Thesis topic: Learning Generative World Models of Physical Dynamics

Context:

AI4Science is an emerging research field that investigates the potential of AI methods to advance scientific discovery, particularly through the modeling of complex natural phenomena. This fast- growing area holds the promise of transforming how research is conducted across a broad range of scientific domains. One especially promising application is in modeling complex dynamical systems that arise in fields such as climate science, earth science, biology, and fluid dynamics. A diversity of approaches is currently being developed, but this remains an emerging field with numerous open research challenges in both machine learning and domain-specific modeling.

This PhD project aims to investigate the next generation of AI models for physical dynamics. The objective is to develop generative world models that learn structured representations of physical systems and can efficiently model, predict, and reason about their evolution. The research will focus on applications such as fluid mechanics and climate science while addressing fundamental questions at the intersection of machine learning and scientific computing.

Research Directions:

The main objective of this PhD is to develop generative world models for physical dynamics that combine scalability, uncertainty modeling, and scientific consistency.

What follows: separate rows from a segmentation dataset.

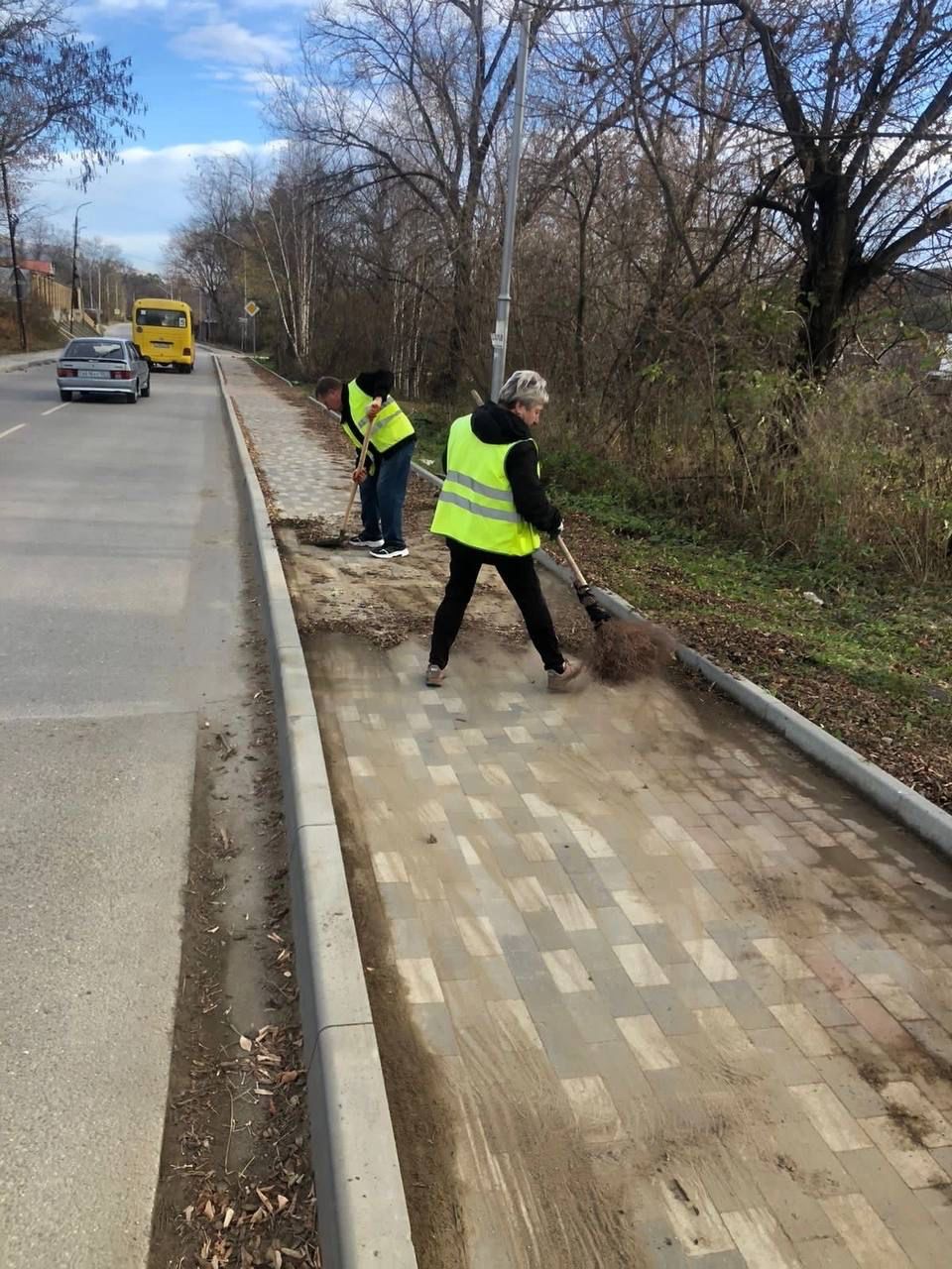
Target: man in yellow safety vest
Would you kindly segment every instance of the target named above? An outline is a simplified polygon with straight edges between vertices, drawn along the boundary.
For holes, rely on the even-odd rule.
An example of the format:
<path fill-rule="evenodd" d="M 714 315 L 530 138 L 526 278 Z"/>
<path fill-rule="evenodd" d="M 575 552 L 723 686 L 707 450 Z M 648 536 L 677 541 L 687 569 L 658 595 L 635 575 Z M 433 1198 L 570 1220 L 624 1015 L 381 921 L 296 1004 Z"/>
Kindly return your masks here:
<path fill-rule="evenodd" d="M 348 546 L 369 551 L 374 560 L 397 560 L 410 553 L 404 541 L 404 501 L 416 434 L 391 397 L 392 387 L 390 371 L 371 371 L 349 383 L 325 374 L 314 390 L 322 405 L 340 415 L 340 426 L 357 449 L 358 462 L 367 428 L 373 425 L 364 466 L 359 470 L 354 466 L 363 532 L 350 538 Z"/>
<path fill-rule="evenodd" d="M 433 621 L 430 688 L 443 684 L 449 650 L 484 563 L 496 569 L 519 605 L 548 673 L 550 690 L 561 692 L 581 670 L 562 655 L 532 560 L 539 533 L 555 536 L 562 528 L 539 480 L 531 431 L 547 401 L 542 376 L 517 371 L 500 388 L 498 402 L 486 401 L 449 429 L 446 481 L 430 525 L 449 547 L 449 581 Z"/>

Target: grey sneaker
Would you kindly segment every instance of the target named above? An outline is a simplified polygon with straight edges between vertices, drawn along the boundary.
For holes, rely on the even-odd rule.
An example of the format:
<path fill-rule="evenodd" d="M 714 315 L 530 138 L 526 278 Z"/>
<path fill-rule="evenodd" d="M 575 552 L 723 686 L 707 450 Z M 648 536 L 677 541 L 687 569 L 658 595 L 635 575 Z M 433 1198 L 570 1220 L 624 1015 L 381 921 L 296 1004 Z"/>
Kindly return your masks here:
<path fill-rule="evenodd" d="M 378 547 L 371 548 L 372 560 L 402 560 L 404 556 L 410 555 L 406 547 L 393 547 L 387 546 L 383 542 Z"/>
<path fill-rule="evenodd" d="M 578 679 L 581 674 L 584 666 L 581 661 L 569 661 L 566 660 L 560 673 L 555 670 L 548 671 L 548 690 L 550 692 L 567 692 L 569 684 Z"/>

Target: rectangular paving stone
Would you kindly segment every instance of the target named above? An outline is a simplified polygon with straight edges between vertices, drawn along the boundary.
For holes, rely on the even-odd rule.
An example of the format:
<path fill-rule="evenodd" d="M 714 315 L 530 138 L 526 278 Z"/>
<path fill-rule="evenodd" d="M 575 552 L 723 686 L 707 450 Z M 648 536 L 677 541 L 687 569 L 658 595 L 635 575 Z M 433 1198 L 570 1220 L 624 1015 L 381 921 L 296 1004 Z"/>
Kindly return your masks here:
<path fill-rule="evenodd" d="M 777 1024 L 774 1015 L 762 1003 L 749 983 L 743 980 L 735 982 L 716 982 L 713 991 L 722 1001 L 744 1030 L 763 1030 Z"/>
<path fill-rule="evenodd" d="M 688 1036 L 698 1029 L 694 1013 L 674 987 L 638 987 L 638 992 L 665 1036 Z"/>

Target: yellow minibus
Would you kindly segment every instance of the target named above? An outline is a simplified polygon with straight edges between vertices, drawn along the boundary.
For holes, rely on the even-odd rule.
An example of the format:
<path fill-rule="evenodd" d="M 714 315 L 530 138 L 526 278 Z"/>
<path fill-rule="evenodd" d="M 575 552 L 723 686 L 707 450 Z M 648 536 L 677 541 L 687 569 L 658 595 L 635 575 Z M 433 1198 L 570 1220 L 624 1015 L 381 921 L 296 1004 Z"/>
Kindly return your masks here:
<path fill-rule="evenodd" d="M 195 364 L 192 310 L 180 299 L 135 299 L 132 343 L 150 365 L 174 365 L 190 374 Z"/>

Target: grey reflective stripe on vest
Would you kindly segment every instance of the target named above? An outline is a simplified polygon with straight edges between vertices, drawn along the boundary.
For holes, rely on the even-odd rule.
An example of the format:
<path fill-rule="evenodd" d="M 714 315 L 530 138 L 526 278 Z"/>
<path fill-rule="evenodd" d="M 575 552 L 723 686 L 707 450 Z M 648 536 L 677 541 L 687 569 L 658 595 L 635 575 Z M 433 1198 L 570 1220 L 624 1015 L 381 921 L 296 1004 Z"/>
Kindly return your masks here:
<path fill-rule="evenodd" d="M 515 505 L 510 489 L 495 489 L 493 485 L 484 485 L 481 481 L 473 480 L 472 476 L 463 476 L 462 472 L 447 472 L 447 480 L 452 480 L 454 485 L 465 485 L 473 494 L 481 494 L 484 497 L 494 497 L 496 503 Z"/>
<path fill-rule="evenodd" d="M 465 511 L 471 511 L 473 515 L 482 515 L 487 520 L 505 520 L 506 524 L 518 524 L 522 519 L 518 511 L 500 511 L 495 506 L 482 506 L 480 503 L 471 503 L 470 499 L 463 497 L 462 494 L 452 494 L 447 490 L 446 485 L 439 492 L 438 501 L 452 503 L 453 506 L 462 506 Z"/>

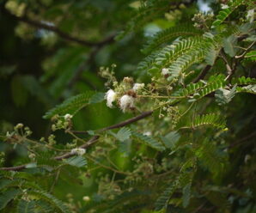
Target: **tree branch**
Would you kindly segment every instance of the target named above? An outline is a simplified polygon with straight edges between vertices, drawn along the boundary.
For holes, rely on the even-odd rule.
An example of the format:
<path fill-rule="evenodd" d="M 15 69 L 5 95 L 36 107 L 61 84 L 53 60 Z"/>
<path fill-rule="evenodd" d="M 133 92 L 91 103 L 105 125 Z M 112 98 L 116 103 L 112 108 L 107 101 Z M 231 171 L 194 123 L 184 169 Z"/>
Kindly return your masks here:
<path fill-rule="evenodd" d="M 136 116 L 134 118 L 131 118 L 130 119 L 127 119 L 127 120 L 123 121 L 121 123 L 119 123 L 117 125 L 110 125 L 110 126 L 105 127 L 103 129 L 99 130 L 98 131 L 99 132 L 102 132 L 102 131 L 108 131 L 108 130 L 113 130 L 113 129 L 123 127 L 123 126 L 128 125 L 130 125 L 131 123 L 134 123 L 136 121 L 138 121 L 140 119 L 144 119 L 144 118 L 151 115 L 152 113 L 153 113 L 153 111 L 144 112 L 144 113 L 141 113 L 138 116 Z M 73 132 L 74 133 L 87 133 L 86 131 L 73 131 Z M 79 148 L 87 149 L 89 146 L 91 146 L 93 143 L 94 143 L 99 138 L 100 138 L 100 136 L 94 136 L 86 143 L 82 144 Z M 70 158 L 70 157 L 74 156 L 74 155 L 76 155 L 75 153 L 68 152 L 68 153 L 65 153 L 64 155 L 55 156 L 53 159 L 54 160 L 57 160 L 57 161 L 61 161 L 63 159 Z M 21 169 L 26 168 L 26 166 L 27 165 L 24 164 L 24 165 L 21 165 L 21 166 L 17 166 L 17 167 L 0 167 L 0 170 L 19 171 L 19 170 L 21 170 Z"/>
<path fill-rule="evenodd" d="M 151 115 L 152 113 L 153 113 L 153 111 L 144 112 L 144 113 L 141 113 L 138 116 L 133 117 L 133 118 L 131 118 L 130 119 L 127 119 L 125 121 L 123 121 L 121 123 L 102 128 L 101 130 L 98 130 L 97 131 L 100 133 L 100 132 L 102 132 L 102 131 L 109 131 L 109 130 L 113 130 L 113 129 L 117 129 L 117 128 L 119 128 L 119 127 L 123 127 L 123 126 L 128 125 L 131 123 L 134 123 L 136 121 L 138 121 L 140 119 L 143 119 Z M 88 132 L 86 131 L 72 131 L 72 132 L 76 133 L 76 134 L 88 134 Z"/>
<path fill-rule="evenodd" d="M 72 35 L 70 35 L 70 34 L 63 32 L 62 30 L 60 30 L 59 28 L 58 28 L 54 25 L 44 23 L 43 21 L 30 20 L 26 16 L 18 17 L 16 15 L 14 15 L 10 14 L 6 9 L 4 9 L 4 12 L 6 14 L 8 14 L 9 15 L 10 15 L 13 19 L 15 19 L 18 21 L 27 23 L 27 24 L 34 27 L 36 27 L 36 28 L 42 28 L 42 29 L 49 30 L 51 32 L 55 33 L 59 37 L 61 37 L 61 38 L 63 38 L 66 40 L 73 41 L 73 42 L 76 42 L 77 44 L 80 44 L 80 45 L 82 45 L 82 46 L 105 46 L 107 44 L 112 43 L 112 42 L 114 41 L 115 35 L 113 35 L 113 34 L 110 35 L 110 36 L 107 37 L 106 39 L 104 39 L 103 40 L 101 40 L 101 41 L 98 41 L 98 42 L 82 40 L 80 38 L 74 37 Z"/>

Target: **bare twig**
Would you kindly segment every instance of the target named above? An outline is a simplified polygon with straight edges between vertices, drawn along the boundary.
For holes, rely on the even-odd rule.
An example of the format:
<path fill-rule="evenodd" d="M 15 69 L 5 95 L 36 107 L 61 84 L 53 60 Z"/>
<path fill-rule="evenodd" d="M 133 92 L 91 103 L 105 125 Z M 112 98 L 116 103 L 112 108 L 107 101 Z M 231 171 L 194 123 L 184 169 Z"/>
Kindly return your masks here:
<path fill-rule="evenodd" d="M 61 37 L 61 38 L 63 38 L 66 40 L 76 42 L 76 43 L 78 43 L 80 45 L 82 45 L 82 46 L 105 46 L 107 44 L 112 43 L 113 41 L 114 41 L 115 35 L 113 35 L 113 34 L 107 37 L 103 40 L 97 41 L 97 42 L 82 40 L 80 38 L 76 38 L 73 35 L 70 35 L 70 34 L 68 34 L 68 33 L 63 32 L 62 30 L 60 30 L 59 28 L 58 28 L 56 26 L 54 26 L 52 24 L 47 24 L 47 23 L 45 23 L 43 21 L 30 20 L 27 16 L 18 17 L 16 15 L 14 15 L 10 14 L 6 9 L 4 9 L 4 12 L 6 14 L 8 14 L 9 15 L 10 15 L 13 19 L 15 19 L 18 21 L 27 23 L 27 24 L 34 27 L 36 27 L 36 28 L 49 30 L 51 32 L 55 33 L 59 37 Z"/>
<path fill-rule="evenodd" d="M 132 119 L 127 119 L 125 121 L 123 121 L 119 124 L 117 124 L 117 125 L 110 125 L 110 126 L 107 126 L 107 127 L 105 127 L 103 129 L 101 129 L 98 131 L 98 132 L 102 132 L 102 131 L 108 131 L 108 130 L 113 130 L 113 129 L 116 129 L 116 128 L 119 128 L 119 127 L 123 127 L 123 126 L 125 126 L 125 125 L 128 125 L 131 123 L 134 123 L 136 121 L 138 121 L 140 119 L 143 119 L 149 115 L 151 115 L 153 113 L 153 111 L 149 111 L 149 112 L 144 112 L 143 113 L 141 113 L 140 115 L 138 116 L 136 116 Z M 73 131 L 74 133 L 87 133 L 86 131 Z M 82 149 L 87 149 L 88 148 L 89 146 L 91 146 L 92 144 L 94 144 L 98 139 L 99 139 L 100 136 L 94 136 L 92 137 L 86 143 L 81 145 L 79 148 L 82 148 Z M 58 156 L 55 156 L 53 159 L 54 160 L 57 160 L 57 161 L 61 161 L 63 159 L 66 159 L 66 158 L 70 158 L 71 156 L 74 156 L 76 155 L 75 153 L 71 153 L 71 152 L 68 152 L 68 153 L 65 153 L 64 155 L 58 155 Z M 21 165 L 21 166 L 17 166 L 17 167 L 0 167 L 0 170 L 5 170 L 5 171 L 19 171 L 19 170 L 21 170 L 21 169 L 24 169 L 26 168 L 27 165 Z"/>
<path fill-rule="evenodd" d="M 245 52 L 240 55 L 240 56 L 235 56 L 235 58 L 242 58 L 245 57 L 245 55 L 248 52 L 248 51 L 253 46 L 253 45 L 256 43 L 256 40 L 254 40 L 247 48 L 245 49 Z"/>

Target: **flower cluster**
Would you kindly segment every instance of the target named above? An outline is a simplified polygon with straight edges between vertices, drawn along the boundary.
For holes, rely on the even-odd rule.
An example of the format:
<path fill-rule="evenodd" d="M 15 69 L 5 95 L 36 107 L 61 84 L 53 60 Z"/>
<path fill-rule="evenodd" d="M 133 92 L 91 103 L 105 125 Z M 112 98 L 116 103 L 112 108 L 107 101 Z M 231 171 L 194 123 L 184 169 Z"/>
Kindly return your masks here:
<path fill-rule="evenodd" d="M 85 153 L 85 149 L 82 148 L 75 148 L 71 149 L 71 154 L 76 154 L 77 155 L 82 155 Z"/>
<path fill-rule="evenodd" d="M 109 89 L 105 95 L 107 106 L 113 107 L 113 103 L 117 101 L 120 109 L 125 113 L 129 109 L 134 109 L 137 93 L 139 93 L 143 88 L 144 83 L 133 83 L 133 79 L 125 77 L 119 85 L 113 85 L 115 89 Z"/>

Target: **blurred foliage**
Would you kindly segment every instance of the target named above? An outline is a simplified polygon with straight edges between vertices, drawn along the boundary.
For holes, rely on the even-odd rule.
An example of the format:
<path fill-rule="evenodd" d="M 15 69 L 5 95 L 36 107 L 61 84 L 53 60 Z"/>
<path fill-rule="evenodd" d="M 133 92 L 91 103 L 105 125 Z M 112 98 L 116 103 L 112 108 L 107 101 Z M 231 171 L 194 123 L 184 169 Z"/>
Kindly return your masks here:
<path fill-rule="evenodd" d="M 1 1 L 0 211 L 256 212 L 255 15 Z"/>

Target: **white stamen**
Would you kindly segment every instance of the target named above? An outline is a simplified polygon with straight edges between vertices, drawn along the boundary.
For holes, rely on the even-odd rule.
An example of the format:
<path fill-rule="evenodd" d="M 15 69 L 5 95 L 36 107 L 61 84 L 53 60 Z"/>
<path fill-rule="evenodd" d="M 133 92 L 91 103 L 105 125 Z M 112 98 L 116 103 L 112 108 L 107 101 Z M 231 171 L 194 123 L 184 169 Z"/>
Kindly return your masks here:
<path fill-rule="evenodd" d="M 109 89 L 105 95 L 105 99 L 107 100 L 107 106 L 110 108 L 113 108 L 113 102 L 116 100 L 117 94 L 113 90 Z"/>
<path fill-rule="evenodd" d="M 134 107 L 134 98 L 125 94 L 120 98 L 120 108 L 125 113 L 127 108 Z"/>

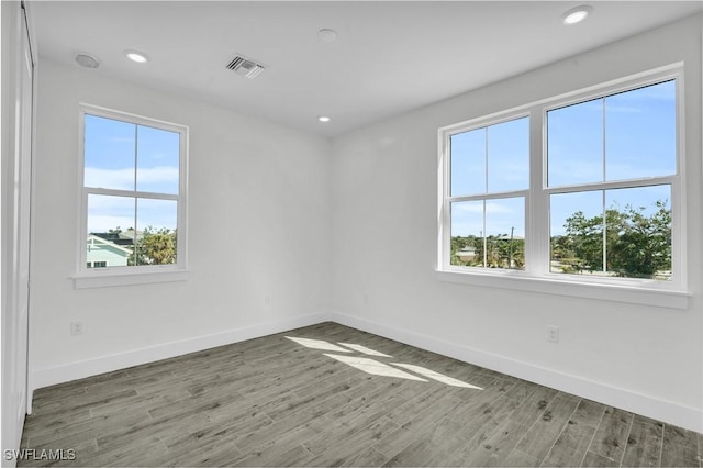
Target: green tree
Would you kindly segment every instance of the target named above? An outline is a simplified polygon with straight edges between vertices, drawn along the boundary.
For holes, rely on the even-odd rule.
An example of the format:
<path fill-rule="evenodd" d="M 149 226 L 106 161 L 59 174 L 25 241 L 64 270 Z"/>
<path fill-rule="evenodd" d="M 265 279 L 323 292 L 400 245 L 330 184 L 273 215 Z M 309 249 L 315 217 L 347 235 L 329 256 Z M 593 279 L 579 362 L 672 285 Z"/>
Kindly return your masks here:
<path fill-rule="evenodd" d="M 613 205 L 605 210 L 605 222 L 602 215 L 589 219 L 576 212 L 566 220 L 566 235 L 551 238 L 553 259 L 558 258 L 565 271 L 606 271 L 628 278 L 652 278 L 670 270 L 671 210 L 666 201 L 657 201 L 655 209 L 647 215 L 645 207 Z"/>
<path fill-rule="evenodd" d="M 168 265 L 176 263 L 176 231 L 166 227 L 155 230 L 147 226 L 137 242 L 143 264 Z"/>
<path fill-rule="evenodd" d="M 169 265 L 176 263 L 176 230 L 147 226 L 135 239 L 127 265 Z"/>

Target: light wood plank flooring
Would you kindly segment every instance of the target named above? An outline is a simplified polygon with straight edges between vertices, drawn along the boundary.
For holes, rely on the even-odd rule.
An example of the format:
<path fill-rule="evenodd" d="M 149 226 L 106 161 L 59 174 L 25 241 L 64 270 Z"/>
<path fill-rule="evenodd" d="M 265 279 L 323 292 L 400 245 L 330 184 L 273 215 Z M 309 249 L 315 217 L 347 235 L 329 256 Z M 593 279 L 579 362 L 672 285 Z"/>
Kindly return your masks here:
<path fill-rule="evenodd" d="M 22 448 L 34 452 L 20 466 L 701 468 L 703 445 L 691 431 L 334 323 L 41 389 L 33 408 Z"/>

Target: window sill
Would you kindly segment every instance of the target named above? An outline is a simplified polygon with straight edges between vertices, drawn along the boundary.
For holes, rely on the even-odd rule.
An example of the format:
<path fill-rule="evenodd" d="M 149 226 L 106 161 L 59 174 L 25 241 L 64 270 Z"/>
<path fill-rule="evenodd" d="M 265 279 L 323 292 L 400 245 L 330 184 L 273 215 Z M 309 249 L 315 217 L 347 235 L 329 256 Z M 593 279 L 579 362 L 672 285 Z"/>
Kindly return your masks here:
<path fill-rule="evenodd" d="M 612 285 L 572 279 L 526 276 L 520 271 L 453 271 L 437 270 L 440 281 L 486 288 L 512 289 L 517 291 L 538 292 L 543 294 L 567 296 L 584 299 L 625 302 L 631 304 L 654 305 L 667 309 L 688 309 L 690 293 L 672 289 L 643 286 Z"/>
<path fill-rule="evenodd" d="M 190 272 L 185 269 L 126 271 L 93 270 L 72 277 L 74 289 L 109 288 L 114 286 L 148 285 L 155 282 L 186 281 Z"/>

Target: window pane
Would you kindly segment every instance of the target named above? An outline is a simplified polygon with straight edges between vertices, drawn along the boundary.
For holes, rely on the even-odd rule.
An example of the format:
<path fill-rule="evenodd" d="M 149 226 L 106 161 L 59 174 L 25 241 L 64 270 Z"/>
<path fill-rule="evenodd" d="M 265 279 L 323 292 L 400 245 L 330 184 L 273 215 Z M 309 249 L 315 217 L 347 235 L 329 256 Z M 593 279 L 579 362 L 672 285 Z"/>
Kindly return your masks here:
<path fill-rule="evenodd" d="M 671 279 L 671 186 L 607 190 L 607 271 Z"/>
<path fill-rule="evenodd" d="M 451 196 L 486 193 L 486 129 L 450 137 Z"/>
<path fill-rule="evenodd" d="M 529 187 L 529 119 L 488 127 L 488 191 Z"/>
<path fill-rule="evenodd" d="M 179 142 L 177 132 L 137 127 L 137 190 L 178 193 Z"/>
<path fill-rule="evenodd" d="M 88 265 L 123 267 L 131 265 L 134 241 L 134 199 L 88 196 Z M 104 264 L 103 264 L 104 263 Z"/>
<path fill-rule="evenodd" d="M 549 187 L 603 181 L 603 100 L 547 112 Z"/>
<path fill-rule="evenodd" d="M 483 201 L 451 203 L 450 264 L 483 266 Z"/>
<path fill-rule="evenodd" d="M 134 190 L 136 125 L 86 114 L 85 186 Z"/>
<path fill-rule="evenodd" d="M 487 200 L 486 234 L 488 267 L 524 269 L 524 197 Z"/>
<path fill-rule="evenodd" d="M 670 196 L 668 185 L 551 196 L 550 270 L 670 279 Z"/>
<path fill-rule="evenodd" d="M 176 263 L 178 203 L 137 199 L 137 265 Z"/>
<path fill-rule="evenodd" d="M 676 174 L 676 81 L 605 99 L 606 179 Z"/>
<path fill-rule="evenodd" d="M 603 270 L 603 191 L 553 194 L 550 208 L 551 272 Z"/>

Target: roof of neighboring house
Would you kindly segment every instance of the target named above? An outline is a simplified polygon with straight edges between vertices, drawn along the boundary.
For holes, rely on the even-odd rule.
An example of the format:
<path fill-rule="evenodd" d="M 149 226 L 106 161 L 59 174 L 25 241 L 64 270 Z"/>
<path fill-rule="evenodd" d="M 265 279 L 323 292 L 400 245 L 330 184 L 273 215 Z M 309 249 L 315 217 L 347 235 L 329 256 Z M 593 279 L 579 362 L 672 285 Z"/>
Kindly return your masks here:
<path fill-rule="evenodd" d="M 101 237 L 116 245 L 133 245 L 135 236 L 136 236 L 136 239 L 138 241 L 144 236 L 144 232 L 126 230 L 126 231 L 119 231 L 119 232 L 111 231 L 107 233 L 90 233 L 90 235 Z"/>
<path fill-rule="evenodd" d="M 131 250 L 131 249 L 129 249 L 129 248 L 126 248 L 126 247 L 123 247 L 123 246 L 121 246 L 121 245 L 119 245 L 119 244 L 115 244 L 115 243 L 114 243 L 114 242 L 112 242 L 112 241 L 108 241 L 107 238 L 101 237 L 101 236 L 100 236 L 100 235 L 98 235 L 98 234 L 88 234 L 88 239 L 87 239 L 87 241 L 88 241 L 88 243 L 89 243 L 90 245 L 99 244 L 100 246 L 104 246 L 104 247 L 107 247 L 107 248 L 111 248 L 111 249 L 113 249 L 113 250 L 115 250 L 115 252 L 119 252 L 119 253 L 121 253 L 121 254 L 124 254 L 125 256 L 130 256 L 130 255 L 132 255 L 132 250 Z M 131 244 L 130 244 L 130 245 L 131 245 Z"/>

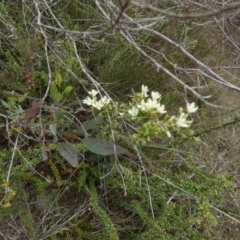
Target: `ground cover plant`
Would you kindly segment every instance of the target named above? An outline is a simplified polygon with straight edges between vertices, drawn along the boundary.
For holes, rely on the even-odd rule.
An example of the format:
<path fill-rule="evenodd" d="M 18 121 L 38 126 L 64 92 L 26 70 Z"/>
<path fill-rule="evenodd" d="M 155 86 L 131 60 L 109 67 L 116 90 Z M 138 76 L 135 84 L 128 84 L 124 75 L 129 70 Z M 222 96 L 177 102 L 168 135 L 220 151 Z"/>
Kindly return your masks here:
<path fill-rule="evenodd" d="M 2 239 L 238 239 L 237 1 L 0 3 Z"/>

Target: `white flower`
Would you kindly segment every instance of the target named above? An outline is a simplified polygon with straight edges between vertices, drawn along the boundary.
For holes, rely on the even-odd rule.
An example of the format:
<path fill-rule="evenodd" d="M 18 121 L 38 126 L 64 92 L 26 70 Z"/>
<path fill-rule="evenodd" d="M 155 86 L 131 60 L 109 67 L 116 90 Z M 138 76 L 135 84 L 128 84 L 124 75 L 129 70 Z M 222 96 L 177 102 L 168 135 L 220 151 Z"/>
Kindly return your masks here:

The research will explore several complementary directions:

– Learning transferable representations of physical dynamics, by developing latent representations that capture the underlying structure of physical systems and can generalize across multiple physical regimes and downstream tasks.

– Generative modeling of physical trajectories, using recent approaches such as diffusion models, flow matching, and stochastic interpolants to represent uncertainty, multimodality, and long- term evolution of complex dynamical systems.

– Physically consistent generative models, by integrating physical constraints and scientific priors into generative learning in order to produce solutions that remain both accurate and scientifically valid.

The exact research direction will be adapted to the candidate’s interests and background and may emphasize either methodological developments or applications to scientific domains such as fluid dynamics and climate modeling.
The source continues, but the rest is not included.